What they did right:

  • Take a human being who is supposed to rush the quarterback!
  • Take a proven player at a position of need who has experience succeeding against high competition.

Tennessee is not a perennial NCAA powerhouse, but the SEC is. And that type of notoriety is not easily handed out when there are so many stout defenses in the conference.

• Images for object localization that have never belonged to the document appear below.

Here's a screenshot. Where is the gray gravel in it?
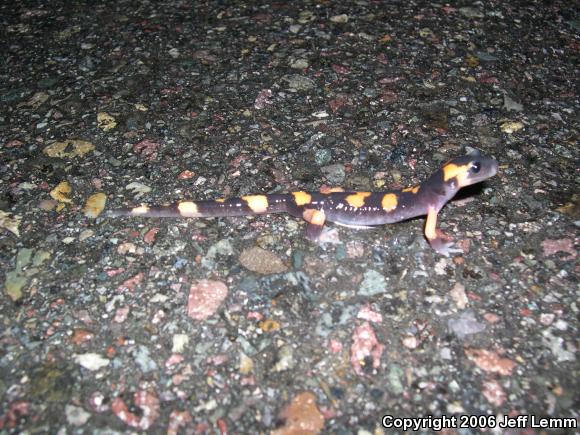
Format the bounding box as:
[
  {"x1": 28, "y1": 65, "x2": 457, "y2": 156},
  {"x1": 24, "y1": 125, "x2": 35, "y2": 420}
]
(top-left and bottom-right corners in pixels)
[{"x1": 0, "y1": 0, "x2": 578, "y2": 433}]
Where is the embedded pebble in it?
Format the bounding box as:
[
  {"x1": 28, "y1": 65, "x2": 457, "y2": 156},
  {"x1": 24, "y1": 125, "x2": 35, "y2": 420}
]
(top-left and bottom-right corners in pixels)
[
  {"x1": 65, "y1": 405, "x2": 91, "y2": 426},
  {"x1": 330, "y1": 14, "x2": 349, "y2": 23},
  {"x1": 74, "y1": 353, "x2": 110, "y2": 371},
  {"x1": 321, "y1": 164, "x2": 346, "y2": 185},
  {"x1": 358, "y1": 270, "x2": 387, "y2": 296},
  {"x1": 447, "y1": 311, "x2": 486, "y2": 339},
  {"x1": 187, "y1": 280, "x2": 229, "y2": 320},
  {"x1": 239, "y1": 246, "x2": 288, "y2": 274}
]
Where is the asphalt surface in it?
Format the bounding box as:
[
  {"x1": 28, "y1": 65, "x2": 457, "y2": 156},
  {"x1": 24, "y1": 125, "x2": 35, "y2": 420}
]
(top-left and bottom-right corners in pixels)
[{"x1": 0, "y1": 0, "x2": 578, "y2": 433}]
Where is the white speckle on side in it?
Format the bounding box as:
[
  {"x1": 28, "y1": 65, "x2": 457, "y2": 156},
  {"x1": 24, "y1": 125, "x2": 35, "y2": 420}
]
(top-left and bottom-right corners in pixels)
[{"x1": 334, "y1": 222, "x2": 375, "y2": 229}]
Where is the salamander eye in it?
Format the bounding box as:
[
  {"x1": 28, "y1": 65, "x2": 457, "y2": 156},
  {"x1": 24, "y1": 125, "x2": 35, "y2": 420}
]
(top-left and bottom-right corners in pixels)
[{"x1": 470, "y1": 162, "x2": 481, "y2": 173}]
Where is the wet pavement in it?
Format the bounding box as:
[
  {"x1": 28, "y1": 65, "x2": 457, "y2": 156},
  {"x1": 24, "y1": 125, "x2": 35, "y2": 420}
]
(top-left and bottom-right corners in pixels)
[{"x1": 0, "y1": 0, "x2": 578, "y2": 433}]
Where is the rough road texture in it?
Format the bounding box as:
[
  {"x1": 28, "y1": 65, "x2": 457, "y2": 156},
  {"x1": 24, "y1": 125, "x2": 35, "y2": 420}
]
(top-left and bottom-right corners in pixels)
[{"x1": 1, "y1": 1, "x2": 578, "y2": 433}]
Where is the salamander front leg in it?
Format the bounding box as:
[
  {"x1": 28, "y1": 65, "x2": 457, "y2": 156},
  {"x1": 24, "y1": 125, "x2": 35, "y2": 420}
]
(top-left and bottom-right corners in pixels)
[
  {"x1": 425, "y1": 207, "x2": 463, "y2": 256},
  {"x1": 302, "y1": 209, "x2": 326, "y2": 241}
]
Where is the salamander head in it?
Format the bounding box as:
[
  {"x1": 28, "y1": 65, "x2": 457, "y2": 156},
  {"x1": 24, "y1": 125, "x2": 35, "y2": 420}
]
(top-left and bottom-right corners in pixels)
[{"x1": 440, "y1": 150, "x2": 498, "y2": 189}]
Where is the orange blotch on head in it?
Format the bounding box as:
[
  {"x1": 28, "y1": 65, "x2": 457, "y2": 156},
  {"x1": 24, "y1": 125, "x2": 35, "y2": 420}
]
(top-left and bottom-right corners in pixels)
[
  {"x1": 402, "y1": 185, "x2": 420, "y2": 194},
  {"x1": 292, "y1": 191, "x2": 312, "y2": 206},
  {"x1": 381, "y1": 193, "x2": 398, "y2": 212},
  {"x1": 178, "y1": 201, "x2": 200, "y2": 217},
  {"x1": 242, "y1": 195, "x2": 269, "y2": 213},
  {"x1": 345, "y1": 192, "x2": 371, "y2": 208},
  {"x1": 443, "y1": 163, "x2": 471, "y2": 185}
]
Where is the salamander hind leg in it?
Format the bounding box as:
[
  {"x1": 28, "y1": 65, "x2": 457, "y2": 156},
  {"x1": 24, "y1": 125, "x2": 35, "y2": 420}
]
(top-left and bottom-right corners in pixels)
[
  {"x1": 425, "y1": 207, "x2": 463, "y2": 256},
  {"x1": 302, "y1": 208, "x2": 326, "y2": 241}
]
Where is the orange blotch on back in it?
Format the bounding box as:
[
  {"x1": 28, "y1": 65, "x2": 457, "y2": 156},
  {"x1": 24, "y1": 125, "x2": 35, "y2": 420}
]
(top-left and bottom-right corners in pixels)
[
  {"x1": 320, "y1": 186, "x2": 345, "y2": 194},
  {"x1": 381, "y1": 193, "x2": 398, "y2": 212},
  {"x1": 131, "y1": 205, "x2": 150, "y2": 215},
  {"x1": 402, "y1": 185, "x2": 420, "y2": 194},
  {"x1": 345, "y1": 192, "x2": 371, "y2": 208},
  {"x1": 292, "y1": 191, "x2": 312, "y2": 206},
  {"x1": 242, "y1": 195, "x2": 269, "y2": 213},
  {"x1": 303, "y1": 208, "x2": 326, "y2": 225},
  {"x1": 178, "y1": 201, "x2": 200, "y2": 217}
]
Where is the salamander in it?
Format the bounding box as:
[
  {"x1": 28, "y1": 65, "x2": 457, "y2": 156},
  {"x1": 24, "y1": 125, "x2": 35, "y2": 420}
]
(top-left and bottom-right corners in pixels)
[{"x1": 108, "y1": 150, "x2": 498, "y2": 256}]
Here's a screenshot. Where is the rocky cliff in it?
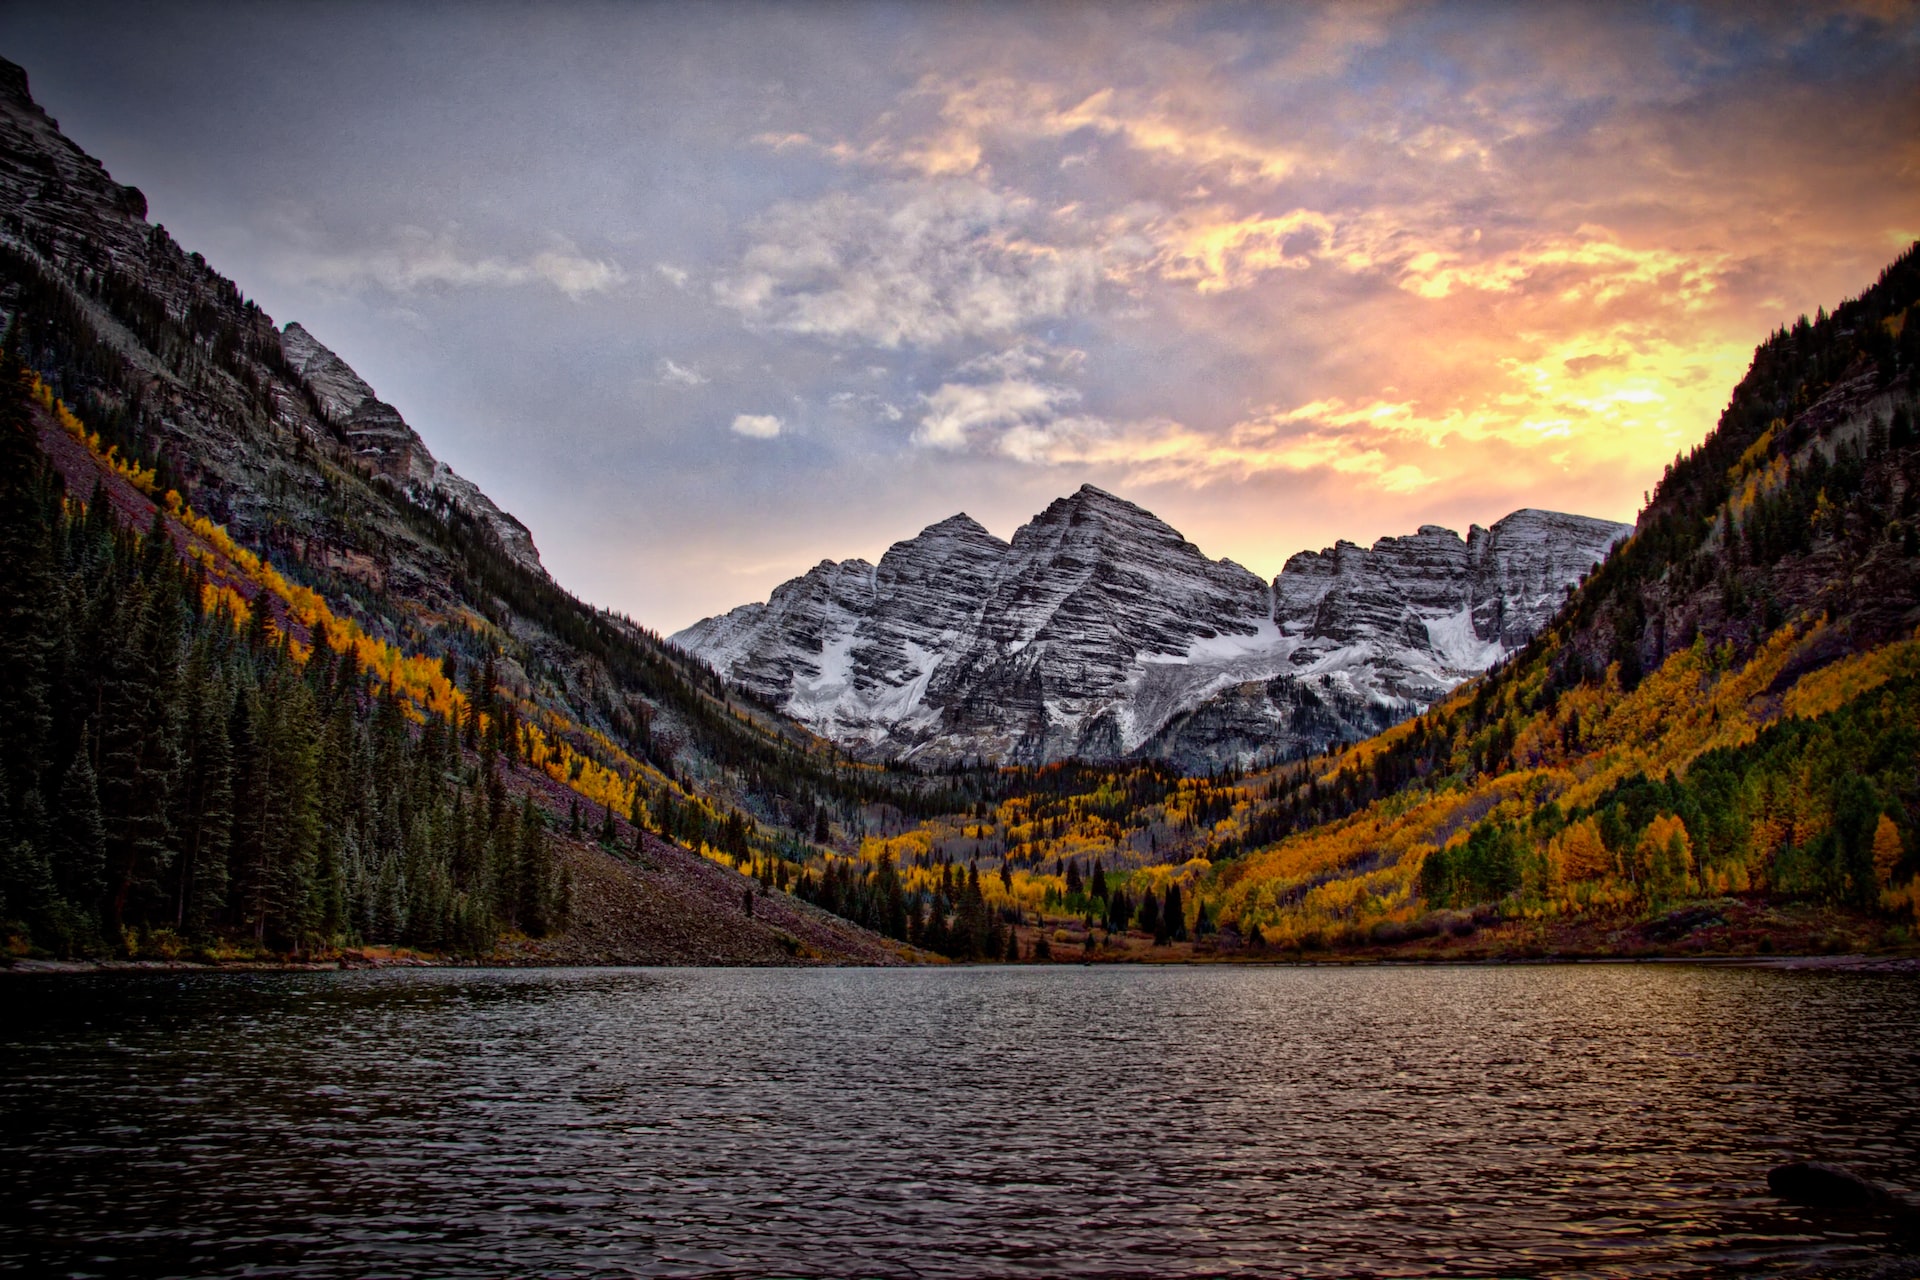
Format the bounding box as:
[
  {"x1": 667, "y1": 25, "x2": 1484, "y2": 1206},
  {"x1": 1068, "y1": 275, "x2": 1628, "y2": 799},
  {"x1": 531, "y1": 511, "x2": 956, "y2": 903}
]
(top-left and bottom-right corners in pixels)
[
  {"x1": 277, "y1": 322, "x2": 544, "y2": 576},
  {"x1": 674, "y1": 488, "x2": 1629, "y2": 768},
  {"x1": 0, "y1": 65, "x2": 544, "y2": 584}
]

  • Select an athlete trending up, over a consistent period of time and not just their Senior Bowl. Taylor recorded eight or more sacks in his two full seasons, including playing primarily as an outside linebacker in 2018. Extra experience and coaching at DE should continue to help Taylor improve, and he’s far from a helpless project.

What they did wrong:

  • Not do something like this earlier, last season, in free agency, or any other time over the last two years. He’s not just a safe pick; he’s a pass-rush that actually gives confidence.
  • Trade up. These things are hard to say with any certainty, but only one DE was taken between 48 and Seattle’s original 59, including Josh Uche still being available at 60. They might have been tipped off to some interest, but it’s not as though there was a run on DEs happening. Giving up a third for 11 spots is unfortunate, and they only made up a mid-fourth in their subsequent trade.

Damien Lewis, Guard, LSU

What they did right:

  • Draft an offensive lineman. Lewis is the highest OL taken since Ethan Pocic in 2017.
  • Draft an interior lineman. “But we wanted a tackle...” no, you actually didn’t. Lewis was the second-highest rated guard in the draft. Why a guard? Because Aaron Donald. Because the 49ers front four, who also just added DT Javon Kinlaw at 14. Because Duane Brown has never been a problem, but Mike Iupati and D.J. Fluker are not pictures of health. An argument can absolutely be made that the bigger problem on the Seahawks’ line was the interior, as much as you’d like to heap the entire thing on Germain Ifedi.

What they did wrong:

  • Take a guard. Yeah, I know, we just argued the other side, but it’s undeniable that tackles have more value than guards. But Josh Jones was still available, and is now in the conference with the Arizona Cardinals. Statistically, it was the wrong decision - but when has Seattle ever made a statistically and traditional sound draft choice?
  • Accumulate 17 other offensive linemen. Now the roster is approaching 50% linebackers and offensive line, and that’s kind of weird.

The Seahawks aren’t loaded like they have been in years past, but they’ve got four more picks on Saturday, including three selections within 15 slots.